Fontaine (2017: 10):
There are some issues that need to be resolved if we want to claim as Hasan does that realisation mediates between networks and structures (Hasan, 1996:74) since as concerns lexis, this suggests that a single lexical item is “the expression of a set of choices made in the system network” (Halliday, 1972/2013:8). The close connection of delicacy and paradigmatic arrangement can only take us so far; e.g. if lexical meaning is in part at least in its collocational associations or frames, it is difficult to think of lexical meaning as having paradigmatic relations. Even the definition of word and lexical item or the distinction between lexical/content words and grammatical/function words are areas which are not yet fully explained in terms of lexical representation.

Blogger Comments:

[1] To be clear, there are no theoretical "issues that need to be resolved" here. As will be seen below, the "issues" only arise from Fontaine's lack of familiarity with SFL Theory.

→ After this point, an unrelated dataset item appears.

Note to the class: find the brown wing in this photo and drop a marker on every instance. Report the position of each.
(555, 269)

[2] To be clear, this is not merely Hasan's claim, but a statement of the architecture of SFL Theory. The relation between the paradigmatic axis (system) and the syntagmatic axis (structure) is realisation; that is, they are different levels of symbolic abstraction: structure (Token) realises system (Value).

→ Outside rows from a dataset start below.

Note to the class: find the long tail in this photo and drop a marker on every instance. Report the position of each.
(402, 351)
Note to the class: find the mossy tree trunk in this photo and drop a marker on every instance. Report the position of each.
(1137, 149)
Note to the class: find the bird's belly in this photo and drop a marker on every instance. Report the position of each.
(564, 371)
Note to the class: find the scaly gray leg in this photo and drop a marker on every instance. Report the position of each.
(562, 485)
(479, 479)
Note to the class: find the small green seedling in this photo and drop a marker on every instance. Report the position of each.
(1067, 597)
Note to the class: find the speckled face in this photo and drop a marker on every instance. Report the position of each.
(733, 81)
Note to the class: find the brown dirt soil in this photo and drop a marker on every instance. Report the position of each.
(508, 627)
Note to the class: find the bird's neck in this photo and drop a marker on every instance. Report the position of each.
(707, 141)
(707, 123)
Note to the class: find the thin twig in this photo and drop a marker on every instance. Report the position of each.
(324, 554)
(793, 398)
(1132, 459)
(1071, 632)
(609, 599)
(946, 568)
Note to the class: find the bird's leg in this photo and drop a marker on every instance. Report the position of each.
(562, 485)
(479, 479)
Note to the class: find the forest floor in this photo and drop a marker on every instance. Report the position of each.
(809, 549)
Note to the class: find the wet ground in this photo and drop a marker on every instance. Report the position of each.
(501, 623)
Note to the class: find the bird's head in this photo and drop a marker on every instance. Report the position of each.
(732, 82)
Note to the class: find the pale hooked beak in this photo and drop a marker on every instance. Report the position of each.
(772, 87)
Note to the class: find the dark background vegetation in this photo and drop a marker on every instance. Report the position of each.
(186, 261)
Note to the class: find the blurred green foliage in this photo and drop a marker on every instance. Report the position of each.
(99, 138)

[3] To be clear, the Hasan quote on grammar does not "suggest" the Halliday quote on lexis. Hasan is concerned with the realisation relation between grammatical systems and grammatical structures, such as those of clause rank, whereas Halliday is concerned with the realisation relation between the most delicate grammatical systems and lexical items (which are not structures).

[4] To be clear, the "close connection of delicacy and paradigmatic arrangement" is that delicacy is the ordering principle of paradigmatic order (system); see Halliday & Matthiessen (2014: 20).

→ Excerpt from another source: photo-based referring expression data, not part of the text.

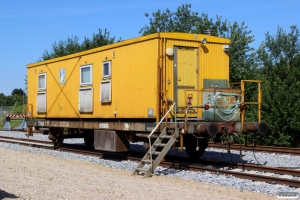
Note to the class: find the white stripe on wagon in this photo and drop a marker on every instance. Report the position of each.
(16, 115)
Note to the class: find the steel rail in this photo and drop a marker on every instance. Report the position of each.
(184, 165)
(268, 149)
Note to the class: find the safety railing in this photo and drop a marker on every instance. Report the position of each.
(149, 137)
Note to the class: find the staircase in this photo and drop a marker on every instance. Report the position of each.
(156, 153)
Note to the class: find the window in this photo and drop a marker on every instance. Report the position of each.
(85, 100)
(41, 102)
(86, 75)
(42, 81)
(106, 69)
(105, 91)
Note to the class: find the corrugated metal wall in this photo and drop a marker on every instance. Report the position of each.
(133, 78)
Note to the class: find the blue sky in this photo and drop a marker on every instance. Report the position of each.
(28, 28)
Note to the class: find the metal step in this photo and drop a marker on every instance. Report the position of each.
(159, 144)
(158, 155)
(155, 153)
(146, 160)
(165, 136)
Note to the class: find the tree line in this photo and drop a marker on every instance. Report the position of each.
(276, 62)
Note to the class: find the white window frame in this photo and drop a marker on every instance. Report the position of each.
(109, 91)
(80, 100)
(104, 76)
(44, 88)
(91, 73)
(37, 104)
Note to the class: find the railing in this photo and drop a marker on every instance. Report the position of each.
(149, 137)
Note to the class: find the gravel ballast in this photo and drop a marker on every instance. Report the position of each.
(216, 181)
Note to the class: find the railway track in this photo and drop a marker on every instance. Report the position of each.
(258, 148)
(240, 170)
(237, 147)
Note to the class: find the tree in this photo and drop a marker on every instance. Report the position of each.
(17, 91)
(279, 62)
(242, 63)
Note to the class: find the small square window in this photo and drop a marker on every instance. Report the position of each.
(86, 75)
(106, 69)
(42, 81)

[5] To be clear, collocation is the syntagmatic dimension of lexical items, whereas paradigmatically, lexical items function in sets. Halliday & Matthiessen (2014: 61):
Paradigmatically, lexical items function in sets having shared semantic features and common patterns of collocation. … Typically, the semantic features that link the members of a lexical set are those of synonymy or antonymy, hyponymy and meronymy;
[6] To be clear, in addition to the paradigmatic relations between lexical items — synonymy etc. — each lexical item is specified by a bundle of paradigmatic features, just as, on the phonological stratum, the phoneme /k/ is specified by the feature bundle [voiceless, velar, stop].

[7] To be clear, these aspects "are not yet fully explained in terms of lexical representation" because the notion of lexical representation in a mental lexicon is inconsistent with SFL Theory and, according to Edelman (1989: 228), with 'the known facts of human biology and brain science'.

However, within SFL Theory, the distinction between word as grammatical unit and word as lexical item is clearly defined (see the previous quote from Halliday & Matthiessen (1999: 568-9), as is the distinction between 'grammatical/function' words, and 'lexical/content' words. Unlike 'lexical' words, 'grammatical' words are those that 'function as the direct realisation of terms in grammatical systems' (Halliday & Matthiessen 2014: 64).